Sin embargo, la muerte física-real toma un carácter distinto en esta obra. Nos la topamos en dos ocasiones en la novela: primero, la solitaria muerte del soldado a los pies de un enorme árbol, dentro del jardín de la familia de los Salina. En este momento, aunque la prosa no pierde ni por un instante su lirismo, el narrador se vuelve crudo al narrarnos la escena con tremendo realismo: nos topamos con la agonía de un muchacho joven, inocente e inmaculado, que llora al sentir en sus carnes el sufrimiento de los conflictos armados; sus tripas se salen por un agujero dejado gracias al estadillo cercano de una granada; su sangre ensucia las flores del jardín, reverbera con el sol. Cuando la muerte baja de la esfera de lo ideal, para volverse una circunstancia física, vemos su faceta más destructora, dolorosa; sin el amparo del colectivo, el individuo se ve arrasado por ella en su soledad.
El fallecimiento de don Fabrizio, en el penúltimo capítulo de la novela, es en mi opinión una de las escenas más memorablemente escritas, horriblemente grandiosa e inolvidable. Lampedusa nos narra la paulatina desaparición de sus funciones motoras, la degradación continúa de su ser ante la visita de la muerte, introduciéndose por momentos en la mente del protagonista para mostrarnos sus recuerdos, sus reflexiones finales acerca de la existencia humana.
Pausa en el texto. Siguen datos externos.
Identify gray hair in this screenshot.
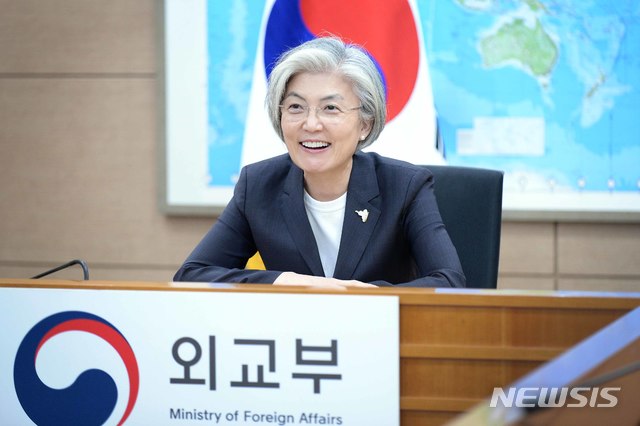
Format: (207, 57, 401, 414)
(266, 37, 387, 149)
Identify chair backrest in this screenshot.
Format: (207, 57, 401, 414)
(426, 165, 504, 289)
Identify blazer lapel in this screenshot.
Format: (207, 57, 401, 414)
(333, 154, 381, 279)
(279, 163, 325, 276)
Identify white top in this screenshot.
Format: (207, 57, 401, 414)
(303, 190, 347, 278)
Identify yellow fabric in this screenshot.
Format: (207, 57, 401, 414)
(246, 252, 266, 270)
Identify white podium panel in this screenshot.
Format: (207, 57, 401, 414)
(1, 288, 399, 426)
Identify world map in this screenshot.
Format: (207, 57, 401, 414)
(197, 0, 640, 214)
(420, 0, 640, 202)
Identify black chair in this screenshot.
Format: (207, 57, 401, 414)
(427, 165, 504, 289)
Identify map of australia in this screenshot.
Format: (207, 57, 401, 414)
(480, 16, 557, 80)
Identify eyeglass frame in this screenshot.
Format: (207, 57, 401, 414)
(278, 102, 362, 123)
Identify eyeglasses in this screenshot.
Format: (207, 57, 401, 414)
(279, 102, 361, 124)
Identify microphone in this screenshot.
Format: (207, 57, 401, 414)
(31, 259, 90, 280)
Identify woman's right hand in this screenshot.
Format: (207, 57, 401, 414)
(274, 272, 377, 289)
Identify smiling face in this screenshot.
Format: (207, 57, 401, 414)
(280, 72, 371, 194)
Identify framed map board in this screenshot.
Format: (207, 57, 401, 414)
(161, 0, 640, 221)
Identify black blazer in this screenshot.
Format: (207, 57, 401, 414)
(174, 152, 466, 287)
Aquí encontramos la unión de las dos facetas de la muerte antes mencionadas, lo que vuelve todo doblemente fuerte. El morir del individuo, de don Fabrizio, implica la desaparición del último bastión, el más antiguo, de la familia de los Salina; la muerte física-real del príncipe es la muerte del gatopardo, es decir, de una de las familias nobles con mayor abolengo de Sicilia.
Finalizo con la siguiente reflexión: como mexicano, como habitante de uno de los países del orbe hispanoamericano, las ilusorias revoluciones, que no hacen más que derramar sangre inocente sin lograr un cambio realmente importante o trascendente, me son bien familiares. La interpretación de la novela de Lampedusa es semejante a la que saqué de leer Los de abajo de Mariano Azuela: ambas hablan sobre movimientos sociales, históricos que se degradan, unos desde el inicio y otros a lo largo del camino, pero que olvidan su esencia original, pasando a favorecer siempre a unos pocos poderosos. Aparte de una exquisita prosa lírica, con toques de un dorado barroquismo, toda orlada por un mágico ritmo, El Gatopardo es una novela de obligada lectura para todo joven, pues es una fuente de sabiduría en la cual apoyarse para las venideras revoluciones del siglo XXI, con el objetivo de lograr un verdadero cambio de una vez por todas.